Majority-minority districts appear to reward political actors who consolidate the minority vote by making the sort of overt racial appeals that are the staple of invidious identity politics. Harvard law professor Cass Sunstein describes a larger phenomenon that is pertinent: People across the political spectrum end up with more extreme views than they would otherwise hold when they talk only to those who are similarly minded.
Districts drawn for the sole purpose of maximizing the voting power of a racial group surely encourage voters to talk only to the similarly minded. Arguably, elected representatives are left insufficiently tutored in the skills necessary to win competitive contests in majority-white settings. It is a self-fulfilling prophecy: Very few black candidates risk running in majority-white constituencies; majority-minority districts thus become the settings in which blacks are most frequently elected.
In safe minority constituencies, aspiring politicians are under no pressure to run as centrists, and are most often pulled to the left.

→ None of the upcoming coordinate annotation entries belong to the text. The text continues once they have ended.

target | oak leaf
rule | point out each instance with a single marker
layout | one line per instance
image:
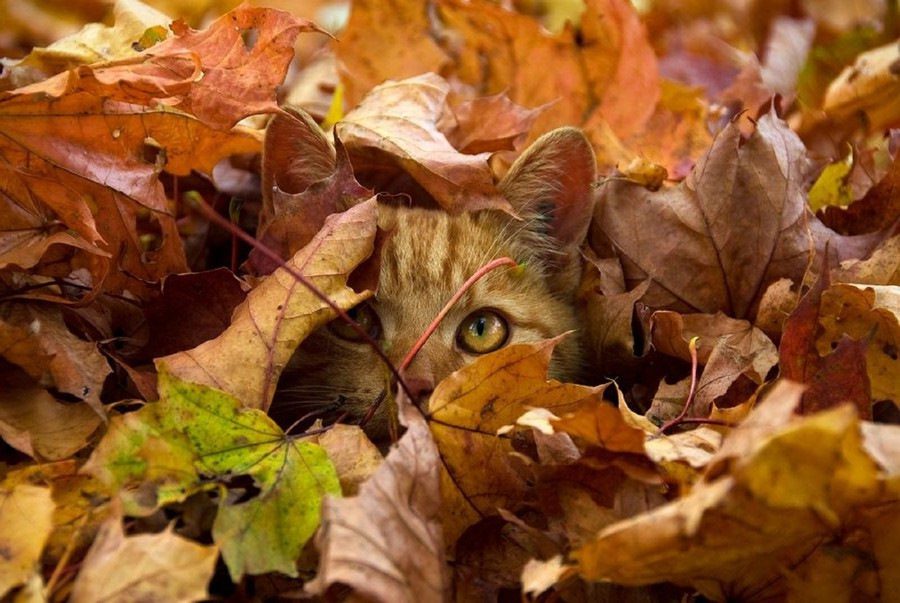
(396, 128)
(123, 568)
(247, 358)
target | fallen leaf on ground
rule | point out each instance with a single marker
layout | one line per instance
(120, 567)
(397, 126)
(465, 413)
(247, 358)
(26, 514)
(780, 517)
(386, 542)
(834, 378)
(171, 448)
(37, 340)
(686, 240)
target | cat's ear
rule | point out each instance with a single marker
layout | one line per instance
(552, 185)
(296, 153)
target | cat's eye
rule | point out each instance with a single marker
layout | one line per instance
(365, 317)
(482, 331)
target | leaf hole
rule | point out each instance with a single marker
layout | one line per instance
(249, 36)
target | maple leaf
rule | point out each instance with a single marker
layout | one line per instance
(397, 124)
(465, 413)
(134, 23)
(247, 358)
(169, 449)
(37, 340)
(687, 241)
(128, 568)
(727, 349)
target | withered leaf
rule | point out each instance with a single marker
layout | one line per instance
(837, 377)
(779, 517)
(397, 126)
(689, 242)
(37, 340)
(129, 568)
(247, 358)
(727, 349)
(465, 413)
(386, 543)
(26, 514)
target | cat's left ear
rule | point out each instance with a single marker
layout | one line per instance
(552, 183)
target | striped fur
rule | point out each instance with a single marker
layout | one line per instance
(425, 259)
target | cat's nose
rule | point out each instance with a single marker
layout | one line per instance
(419, 388)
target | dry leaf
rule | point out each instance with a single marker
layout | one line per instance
(25, 523)
(385, 543)
(397, 126)
(465, 413)
(688, 240)
(247, 358)
(120, 568)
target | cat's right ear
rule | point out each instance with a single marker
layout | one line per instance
(296, 153)
(552, 185)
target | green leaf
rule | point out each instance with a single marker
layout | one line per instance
(832, 188)
(197, 437)
(267, 532)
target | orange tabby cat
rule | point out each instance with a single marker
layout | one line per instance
(429, 254)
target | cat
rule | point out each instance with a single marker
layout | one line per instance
(427, 256)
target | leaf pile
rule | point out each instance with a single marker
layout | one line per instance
(742, 288)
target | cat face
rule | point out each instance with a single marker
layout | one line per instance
(428, 254)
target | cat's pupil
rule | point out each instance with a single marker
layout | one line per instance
(480, 325)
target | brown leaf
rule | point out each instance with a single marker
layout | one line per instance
(869, 315)
(715, 242)
(204, 300)
(129, 568)
(396, 128)
(490, 123)
(465, 413)
(247, 358)
(354, 456)
(791, 485)
(126, 133)
(37, 340)
(727, 349)
(34, 423)
(833, 379)
(386, 542)
(26, 513)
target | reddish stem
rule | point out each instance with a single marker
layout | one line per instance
(212, 215)
(493, 264)
(681, 418)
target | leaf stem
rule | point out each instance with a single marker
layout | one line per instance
(198, 202)
(492, 265)
(681, 418)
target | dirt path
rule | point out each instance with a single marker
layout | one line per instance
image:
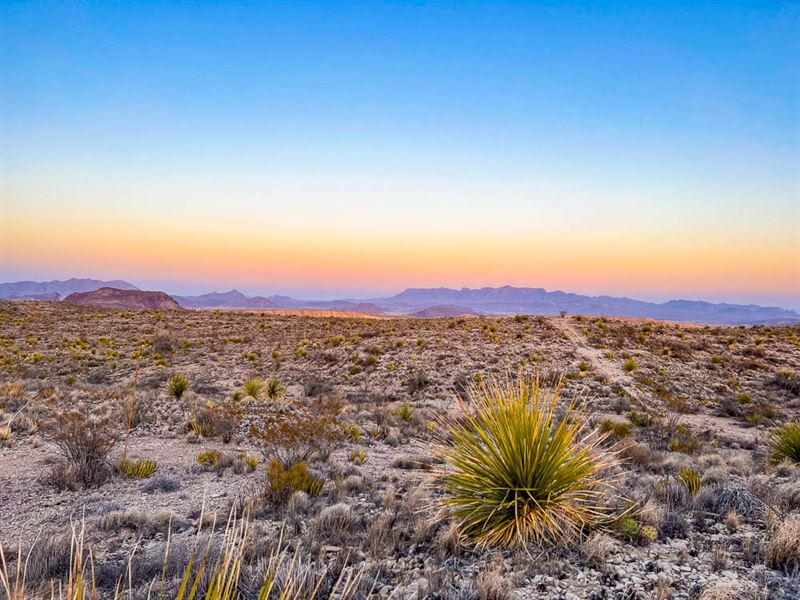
(596, 358)
(721, 426)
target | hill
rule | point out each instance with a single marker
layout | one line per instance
(124, 299)
(443, 310)
(56, 289)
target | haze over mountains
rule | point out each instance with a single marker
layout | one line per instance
(439, 302)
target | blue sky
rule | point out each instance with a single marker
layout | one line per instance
(667, 128)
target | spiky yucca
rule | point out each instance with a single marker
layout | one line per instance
(517, 473)
(786, 442)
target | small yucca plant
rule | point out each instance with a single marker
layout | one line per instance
(275, 389)
(253, 388)
(177, 385)
(518, 473)
(786, 442)
(690, 479)
(138, 468)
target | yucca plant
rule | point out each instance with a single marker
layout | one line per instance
(138, 468)
(517, 473)
(786, 442)
(177, 385)
(253, 388)
(690, 479)
(275, 389)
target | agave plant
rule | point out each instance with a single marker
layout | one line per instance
(519, 473)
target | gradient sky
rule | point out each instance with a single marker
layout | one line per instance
(647, 149)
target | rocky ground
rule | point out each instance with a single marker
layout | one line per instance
(368, 396)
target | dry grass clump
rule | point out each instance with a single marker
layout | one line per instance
(518, 473)
(735, 589)
(782, 551)
(597, 548)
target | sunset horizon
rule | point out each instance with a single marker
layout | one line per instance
(529, 146)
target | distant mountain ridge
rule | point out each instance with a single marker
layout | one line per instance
(235, 299)
(56, 289)
(441, 302)
(107, 297)
(513, 300)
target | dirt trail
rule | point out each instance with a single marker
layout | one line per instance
(606, 367)
(596, 358)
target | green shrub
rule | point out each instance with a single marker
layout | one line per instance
(405, 413)
(785, 442)
(517, 473)
(209, 457)
(177, 385)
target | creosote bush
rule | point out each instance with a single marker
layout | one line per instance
(85, 444)
(518, 473)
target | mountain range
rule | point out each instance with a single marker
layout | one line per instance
(438, 302)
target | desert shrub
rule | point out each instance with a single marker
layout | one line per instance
(216, 419)
(785, 442)
(283, 481)
(519, 474)
(417, 382)
(138, 468)
(85, 444)
(274, 389)
(405, 412)
(177, 385)
(210, 458)
(301, 433)
(782, 551)
(161, 483)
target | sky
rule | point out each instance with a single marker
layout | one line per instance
(338, 149)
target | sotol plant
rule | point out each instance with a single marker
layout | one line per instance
(518, 473)
(786, 442)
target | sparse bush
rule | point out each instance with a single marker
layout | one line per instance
(209, 458)
(177, 385)
(283, 481)
(517, 473)
(161, 483)
(305, 433)
(85, 444)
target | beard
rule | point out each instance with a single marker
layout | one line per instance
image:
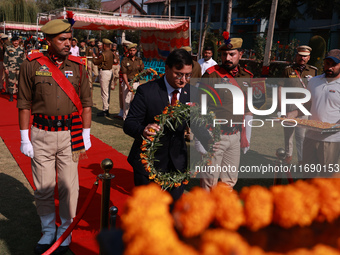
(331, 74)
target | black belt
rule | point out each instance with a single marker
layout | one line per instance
(53, 123)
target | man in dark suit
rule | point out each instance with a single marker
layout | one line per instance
(150, 100)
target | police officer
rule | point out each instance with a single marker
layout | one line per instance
(234, 135)
(92, 68)
(13, 58)
(196, 69)
(130, 67)
(298, 74)
(54, 88)
(82, 49)
(105, 62)
(115, 66)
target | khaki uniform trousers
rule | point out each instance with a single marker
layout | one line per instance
(299, 137)
(127, 98)
(105, 80)
(92, 68)
(115, 72)
(52, 153)
(322, 155)
(227, 156)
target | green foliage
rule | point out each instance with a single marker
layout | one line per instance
(18, 11)
(318, 45)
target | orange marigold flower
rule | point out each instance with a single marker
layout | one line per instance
(152, 176)
(311, 202)
(229, 211)
(329, 198)
(258, 206)
(221, 242)
(288, 205)
(194, 212)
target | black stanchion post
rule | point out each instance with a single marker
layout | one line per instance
(106, 165)
(113, 216)
(281, 155)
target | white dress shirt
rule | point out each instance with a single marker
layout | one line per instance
(206, 64)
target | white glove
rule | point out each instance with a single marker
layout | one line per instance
(26, 146)
(86, 138)
(247, 118)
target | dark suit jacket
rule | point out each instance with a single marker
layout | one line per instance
(150, 100)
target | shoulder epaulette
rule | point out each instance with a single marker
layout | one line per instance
(34, 56)
(78, 60)
(211, 69)
(313, 67)
(247, 71)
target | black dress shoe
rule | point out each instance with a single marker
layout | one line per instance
(103, 113)
(41, 248)
(60, 250)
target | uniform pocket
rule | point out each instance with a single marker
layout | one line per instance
(43, 86)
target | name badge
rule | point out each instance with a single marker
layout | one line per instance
(43, 71)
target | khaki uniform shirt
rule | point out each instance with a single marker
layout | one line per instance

Their politics, along with a reluctance to risk elections in majority-white settings, perhaps explain why so few members of the Congressional Black Caucus have run for statewide office
As of 2006, the entire CBC was more liberal than the average white Democrat, limiting the appeal of its members to white voters, particularly in the South.
Politicians outside the mainstream can play an important role in shaping legislative debate. But when a group that has been historically marginalized as a consequence of deliberate exclusion subsequently chooses the political periphery, it risks perpetuating its outsider status. Reinforcing the sense of difference compromises the goal of the Voting Rights Act.
Not all black politicians have been trapped in safe minority districts; the point should not be overstated. President Obama’s political career actually began with his successful bid for the Illinois state senate, running from a majority-black district. But Obama was a uniquely gifted political entrepreneur with the skills to reach across racial lines. Thus, he created, saw, and seized opportunity where others have not.
Other black politicians have succeeded in majority-white settings. Journalist Gwen Ifill has described a number of such candidates in her recent book, The Breakthrough: Politics and Race in the Age of Obama. Mike Coleman was elected in 1999 as the first black mayor of Columbus, Ohio. She describes his strategy: “Woo the white voters first . . . then come home to the base later.”
Nevertheless, such candidates remain the exception. The Voting Rights Act was meant to level the political playing field, so that blacks would become a political faction with the ability to enter and exit coalitions as other citizens do — that is, if they chose to define themselves as members of a likeminded political interest group. Its ultimate goal was full political assimilation.
Instead, the law — with its continuing stress on the urgent need for maximizing the number of safe black constituencies — implies that most black politicians need majority-black settings in order to win.
In other respects, as well, the law today serves as a brake on black political progress, as I discuss in more detail in my book.
Thanks for listening. Thanks for responding. And much gratitude to Eugene; I was honored to be his guest for the week.